Azure Monitor pipeline is a data ingestion pipeline providing consistent and centralized data collection for Azure Monitor. The pipeline at edge enables at-scale collection, and routing of telemetry data before it's sent to the cloud. It can cache data locally and sync with the cloud when connectivity is restored and route telemetry to Azure Monitor in cases where the network is segmented and data cannot be sent directly to the cloud. This article describes how to enable and configure the pipeline at edge in your environment.
Overview
The Azure Monitor pipeline at edge is a containerized solution that is deployed on an Arc-enabled Kubernetes cluster and leverages OpenTelemetry Collector as a foundation. The following diagram shows the components of the pipeline at edge. One or more data flows listen for incoming data from clients, and the pipeline extension forwards the data to the cloud, using the local cache if necessary.

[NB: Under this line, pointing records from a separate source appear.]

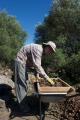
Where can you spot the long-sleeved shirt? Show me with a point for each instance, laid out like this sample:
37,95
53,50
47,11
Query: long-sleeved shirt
30,56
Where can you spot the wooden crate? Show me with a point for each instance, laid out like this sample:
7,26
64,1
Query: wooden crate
52,89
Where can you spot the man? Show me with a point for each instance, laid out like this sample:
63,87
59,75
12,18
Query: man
30,56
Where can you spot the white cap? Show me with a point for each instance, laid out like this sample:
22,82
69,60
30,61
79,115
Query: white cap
51,44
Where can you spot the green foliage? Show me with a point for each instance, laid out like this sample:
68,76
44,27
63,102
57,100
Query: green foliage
12,37
62,26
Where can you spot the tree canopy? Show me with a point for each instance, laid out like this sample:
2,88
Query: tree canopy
12,37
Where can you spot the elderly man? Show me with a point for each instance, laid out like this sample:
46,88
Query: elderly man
30,56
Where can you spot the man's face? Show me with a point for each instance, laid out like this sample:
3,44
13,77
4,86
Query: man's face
48,50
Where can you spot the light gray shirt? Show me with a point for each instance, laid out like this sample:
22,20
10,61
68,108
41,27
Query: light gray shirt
30,56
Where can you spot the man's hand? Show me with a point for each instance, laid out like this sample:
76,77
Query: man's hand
50,81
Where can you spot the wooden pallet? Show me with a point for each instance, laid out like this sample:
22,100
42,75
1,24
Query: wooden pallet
53,89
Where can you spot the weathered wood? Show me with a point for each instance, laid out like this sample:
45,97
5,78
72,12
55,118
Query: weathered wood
52,89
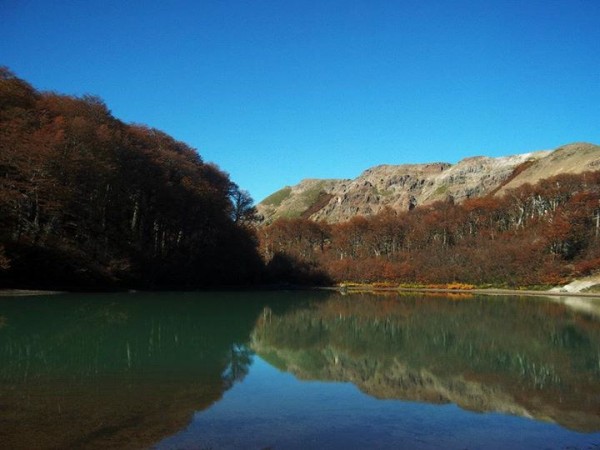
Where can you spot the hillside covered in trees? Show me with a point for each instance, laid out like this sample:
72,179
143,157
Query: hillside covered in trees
87,201
537,234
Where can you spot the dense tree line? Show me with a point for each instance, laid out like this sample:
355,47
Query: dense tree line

The pipeline configuration file defines the data flows and cache properties for the pipeline at edge. The DCR defines the schema of the data being sent to the cloud pipeline, a transformation to filter or modify the data, and the destination where the data should be sent. Each data flow definition for the pipeline configuration specifies the DCR and stream within that DCR that will process that data in the cloud pipeline.
Opomba
Private link is supported by pipeline at edge for the connection to the cloud pipeline.
The following components and configurations are required to enable the Azure Monitor pipeline at edge. If you use the Azure portal to configure the pipeline at edge, then each of these components is created for you. With other methods, you need to configure each one.
Component
Description
Edge pipeline controller extension
Extension added to your Arc-enabled Kubernetes cluster to support pipeline functionality - microsoft.monitor.pipelinecontroller.
Edge pipeline controller instance
Instance of the edge pipeline running on your Arc-enabled Kubernetes cluster.
Data flow
Combination of receivers and exporters that run on the pipeline controller instance. Receivers accept data from clients, and exporters to deliver that data to Azure Monitor.
Pipeline configuration
Configuration file that defines the data flows for the pipeline instance. Each data flow includes a receiver and an exporter. The receiver listens for incoming data, and the exporter sends the data to the destination.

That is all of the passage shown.